Eleanor’s in a green dress, hiding in the downstairs bathroom. The dress cuts low, lower than anythi
ng I’ve seen her wear before. I want to put her in the running shorts and T-shirt she wears for soccer, and some muddy sneakers.
She has a purse. Her hair is curling at the ends. She has lipstick on. No wonder she’s hiding.
“We can’t interrupt unwinding time,” I say. We are having a sister meeting in the bathroom, with the faucet running hard and the fan making its too-loud noise. I don’t know that any of this actually hides the sounds of our whispering, but we’ve agreed to at least pretend together that it does.
“You only need to get her out of the kitchen for a minute,” Eleanor says. She’s gripping her phone in one hand and the bottom of her dress with the other. She’s near tears. I don’t like this new side of Eleanor. Eleanor is supposed to be calm and eternally correct and sure.
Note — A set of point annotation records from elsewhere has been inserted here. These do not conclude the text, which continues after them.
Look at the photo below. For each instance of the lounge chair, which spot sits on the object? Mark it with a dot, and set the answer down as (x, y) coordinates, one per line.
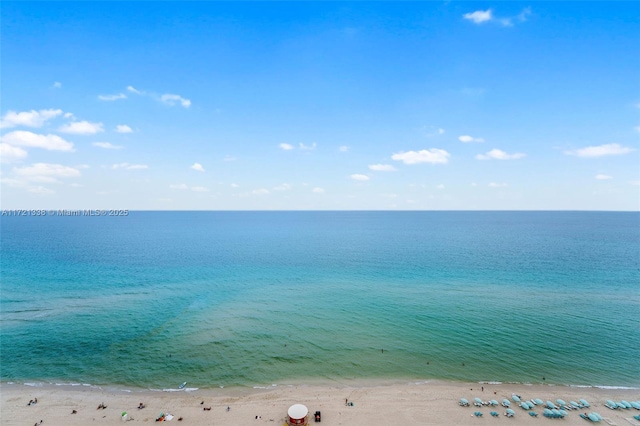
(611, 405)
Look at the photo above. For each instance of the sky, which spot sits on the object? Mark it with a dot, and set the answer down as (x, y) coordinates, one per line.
(320, 105)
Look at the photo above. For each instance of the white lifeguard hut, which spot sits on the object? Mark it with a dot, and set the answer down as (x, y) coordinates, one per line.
(297, 414)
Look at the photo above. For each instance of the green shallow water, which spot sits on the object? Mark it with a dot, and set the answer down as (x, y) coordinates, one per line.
(256, 298)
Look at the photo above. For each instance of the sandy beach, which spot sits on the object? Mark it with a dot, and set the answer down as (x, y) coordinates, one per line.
(420, 403)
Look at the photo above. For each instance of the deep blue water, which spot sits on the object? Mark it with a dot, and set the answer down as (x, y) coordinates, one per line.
(251, 298)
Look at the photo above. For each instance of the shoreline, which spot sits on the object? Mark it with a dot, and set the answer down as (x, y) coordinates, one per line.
(415, 402)
(346, 383)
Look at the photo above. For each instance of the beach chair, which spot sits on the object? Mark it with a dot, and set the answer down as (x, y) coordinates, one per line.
(611, 405)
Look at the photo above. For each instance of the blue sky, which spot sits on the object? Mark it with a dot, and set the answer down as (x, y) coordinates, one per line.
(304, 105)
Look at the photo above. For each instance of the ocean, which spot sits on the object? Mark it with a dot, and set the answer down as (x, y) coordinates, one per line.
(253, 299)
“Don’t upset Mom,” Marla says. “Can’t you wait until she’s done? She’ll fall asleep when she’s done, probably.” Marla’s wringing her hands and has her Marla-pout on.
We don’t know when she’ll be done. Unwinding takes anywhere from a half hour to three hours, and there’s no predicting it. There’s no predicting Mom’s moods.
“I’ll do it,” I say. “I’ll distract her.” I want them to look at me the way they did the other day in Eleanor’s closet. Like I am old enough and solid enough to be a full-fledged sister, and not simply The Youngest or The Baby or Silly.
We concoct a plan where I distract Mom and lead her up to my room. Marla will follow us up there to help out if I freeze and forget what to say and do, but she looks sour about it.
“You’d never do this for me,” Marla whines. “You’re such a kiss-up.” I hate her voice when it sounds like this. Astrid is the lookout, staying down by the stairs to tell Eleanor when it’s safe to sneak out. She’ll cough really loud to cover the click of the front door closing.